1. What problems can automated processes help you avoid?
Automation reduces human error by taking over the daily mundane tasks that can easily be forgotten or missed, and tasks that can be calculated or measured incorrectly, allowing the grower to focus more on the plant and the operations.
2. What size facility should consider automation?
Once you begin to cultivate more than 20 plants, an automation strategy begins to make sense.
3. How can automation affect my bottom line?
Efficiency, efficiency, efficiency. Completing production tasks correctly and consistently with precision always reduces waste of materials and labor, which, if done well, will significantly impact your bottom line.
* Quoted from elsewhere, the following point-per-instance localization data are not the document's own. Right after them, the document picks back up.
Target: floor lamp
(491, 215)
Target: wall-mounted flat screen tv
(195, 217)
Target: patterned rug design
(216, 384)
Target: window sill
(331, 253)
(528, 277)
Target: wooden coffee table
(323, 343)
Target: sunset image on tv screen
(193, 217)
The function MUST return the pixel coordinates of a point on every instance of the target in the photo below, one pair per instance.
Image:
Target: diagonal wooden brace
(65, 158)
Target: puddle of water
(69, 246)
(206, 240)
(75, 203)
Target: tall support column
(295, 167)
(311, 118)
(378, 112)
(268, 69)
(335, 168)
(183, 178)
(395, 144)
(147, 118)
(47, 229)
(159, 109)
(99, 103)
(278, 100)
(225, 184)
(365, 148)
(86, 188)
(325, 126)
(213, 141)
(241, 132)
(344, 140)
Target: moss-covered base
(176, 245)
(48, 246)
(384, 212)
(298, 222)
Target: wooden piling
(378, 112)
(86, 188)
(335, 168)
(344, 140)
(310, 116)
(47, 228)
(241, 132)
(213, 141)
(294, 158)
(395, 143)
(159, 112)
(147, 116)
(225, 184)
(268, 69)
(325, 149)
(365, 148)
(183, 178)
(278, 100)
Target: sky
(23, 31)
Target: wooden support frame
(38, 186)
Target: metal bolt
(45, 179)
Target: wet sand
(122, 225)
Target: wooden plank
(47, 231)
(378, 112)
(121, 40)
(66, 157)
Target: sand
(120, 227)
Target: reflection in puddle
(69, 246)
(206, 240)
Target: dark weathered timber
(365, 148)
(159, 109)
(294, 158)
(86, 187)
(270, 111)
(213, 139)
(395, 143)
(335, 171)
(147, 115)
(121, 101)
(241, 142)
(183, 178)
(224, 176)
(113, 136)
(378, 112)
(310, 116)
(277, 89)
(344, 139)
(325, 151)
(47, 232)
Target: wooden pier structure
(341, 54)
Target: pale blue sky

4. What processes can be automated?

There are many. Lighting control (up to five wavelengths); recipe control for all systems during the plant’s entire life cycle; CO2; temperature; humidity controls; nutrient/pH systems that provide automatic delivery; nutrient inventory management; and data logging of critical parameters (pH, temperature, CO2, water, humidity, etc.).
5. How can automation help me collect data about my grow?
Centralized automated systems collect multiple data points on every aspect of the grow cycle that can be stored, retrieved and analyzed. This information can be used to find patterns or paths to better yield and reduction of cost. You can’t improve something that you can’t measure.
The interpretation and the use of data in future production cycles is one of the most important things after taking the first steps of automation.
This should be a slow, thought-out and methodical process, identifying one data point at a time. And after identifying the data point, making decisions about how the data will be used, and generating a plan about how to move forward once issues are discovered. Simply gathering data is not enough. Cultivators must use that data from their automated processes to make well-informed improvements.
For example, a water meter can be used to determine how much water is being fed to the plants. If the results show that there is too much, or too little, that can be easily corrected during the grow. After yield is calculated, that data can be compared against the water meter data, and the cultivator can tailor the next crop to duplicate that process for future harvests.